December 17, 2021 Blog

From the Desk of John Bozzella: Driving Forward with NHTSA

President Biden’s nominee to head the nation’s auto safety agency, Dr. Steven Cliff, testified before the U.S. Senate Thursday, and emphasized the importance of educating drivers on the dangers of risky driving. He highlighted how technological innovations can help to improve safety on our roadways and pledged to turn around recent increases in highway fatalities.

I appreciate his commitment to saving lives, and one area where the federal government can start is by eliminating obstacles to the safe and rapid deployment of new safety technologies. The cars and trucks that consumers are buying today are the safest vehicles ever built. Even so, more than 20,000 Americans died in vehicle crashes in the first half of this year, according to National Highway Traffic Safety Administration (NHTSA) estimates. That’s an increase of 18 percent over last year, and the evidence shows that driver behavior – drivers who are impaired, unbelted, speeding, or driving recklessly – are big factors in the recent increase in roadway fatalities.

Those facts make it all the more important for us to eliminate regulatory and other roadblocks that may be delaying or stifling innovations that hold great promise to improve road safety. As Mark Rosekind, former NHTSA Administrator under President Obama, put it recently during the Alliance for Automotive Innovation’s Autos 2050® Summit, “If we really want to make a difference here, technology is the tool.”

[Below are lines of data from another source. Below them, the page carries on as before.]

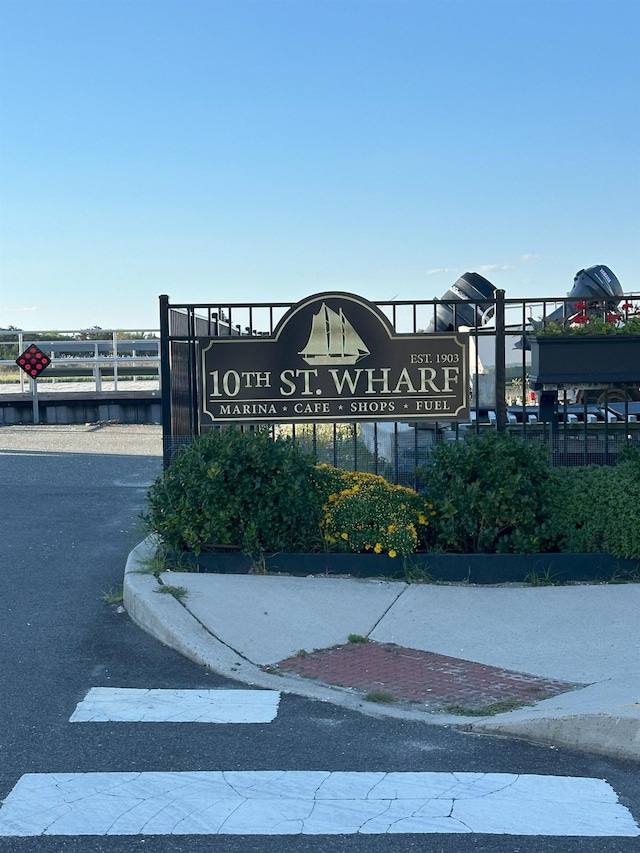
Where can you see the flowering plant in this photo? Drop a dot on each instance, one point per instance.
(365, 513)
(596, 319)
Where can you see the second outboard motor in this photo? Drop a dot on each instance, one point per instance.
(594, 284)
(449, 315)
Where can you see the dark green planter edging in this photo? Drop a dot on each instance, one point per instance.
(449, 568)
(584, 359)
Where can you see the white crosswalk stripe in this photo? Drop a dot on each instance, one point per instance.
(118, 704)
(310, 803)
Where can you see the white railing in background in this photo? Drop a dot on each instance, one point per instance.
(96, 360)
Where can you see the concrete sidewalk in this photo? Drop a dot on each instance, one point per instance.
(431, 649)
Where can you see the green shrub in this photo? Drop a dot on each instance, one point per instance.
(491, 494)
(597, 508)
(242, 489)
(364, 512)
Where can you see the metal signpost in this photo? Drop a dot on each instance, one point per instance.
(33, 361)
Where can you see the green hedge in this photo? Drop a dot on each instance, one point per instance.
(491, 494)
(238, 489)
(597, 508)
(488, 494)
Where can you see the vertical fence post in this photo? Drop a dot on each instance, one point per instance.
(165, 380)
(500, 357)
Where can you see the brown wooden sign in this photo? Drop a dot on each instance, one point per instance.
(334, 357)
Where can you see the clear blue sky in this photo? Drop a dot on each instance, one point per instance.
(257, 150)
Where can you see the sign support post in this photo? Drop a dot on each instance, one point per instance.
(33, 361)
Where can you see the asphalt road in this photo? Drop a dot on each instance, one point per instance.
(70, 501)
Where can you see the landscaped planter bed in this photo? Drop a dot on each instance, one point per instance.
(447, 568)
(584, 360)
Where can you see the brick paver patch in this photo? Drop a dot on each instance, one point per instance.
(436, 681)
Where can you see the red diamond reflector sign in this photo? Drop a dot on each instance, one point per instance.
(33, 361)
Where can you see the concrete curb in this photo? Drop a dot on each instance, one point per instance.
(576, 721)
(167, 620)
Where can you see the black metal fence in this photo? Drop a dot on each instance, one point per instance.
(580, 425)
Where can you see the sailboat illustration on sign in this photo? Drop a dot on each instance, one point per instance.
(333, 340)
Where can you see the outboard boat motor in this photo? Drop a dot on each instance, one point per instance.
(469, 287)
(594, 284)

Many of these issues surface in discussions about automated vehicles (AVs), where a tremendous amount of research and development is being conducted. Auto Innovators has offered an AV policy roadmap that includes fourteen specific recommendations aimed at allowing AV deployments at scale, harmonizing all levels of government (state, federal and international), and establishing industry standards and safety assurances for the longer term. Fourteen trade associations joined Auto Innovators in a September letter urging the Department of Transportation to establish such a federal framework for AVs to help achieve a “safer, more environmentally friendly and accessible transportation future.”

One key recommendation that could be acted upon quickly by the next NHTSA Administrator is the establishment of a focused pilot program that includes federal oversight, increases public awareness and experience with these technologies and gives NHTSA the key data it needs to develop new safety regulations for AVs, particularly for AVs with innovative designs. 

Innovative technologies that can make a difference have already been developed or are well on the way to being made commercially available. Automakers are working with NHTSA to develop systems that can detect (and prevent) drunk driving. Vehicles sold today include various aspects of increased automation, such as automatic emergency braking, lane-keeping assists, and adaptive cruise controls that are already saving lives. In addition, Auto Innovators has publicly released Driver Monitoring Principles which reiterate the importance of effective driver monitoring in partially automated vehicles to help ensure that drivers are awake, alert, and paying attention to the road.   

The U.S. is among many nations racing to be the first to develop and bring these new AV safety technologies to market. The winners of this competition will gain clear advantages in market position and in writing the rules of the game – which is one more reason why there’s no time to waste to improve the regulatory landscape to bolster research, testing, and public adoption of these important safety features.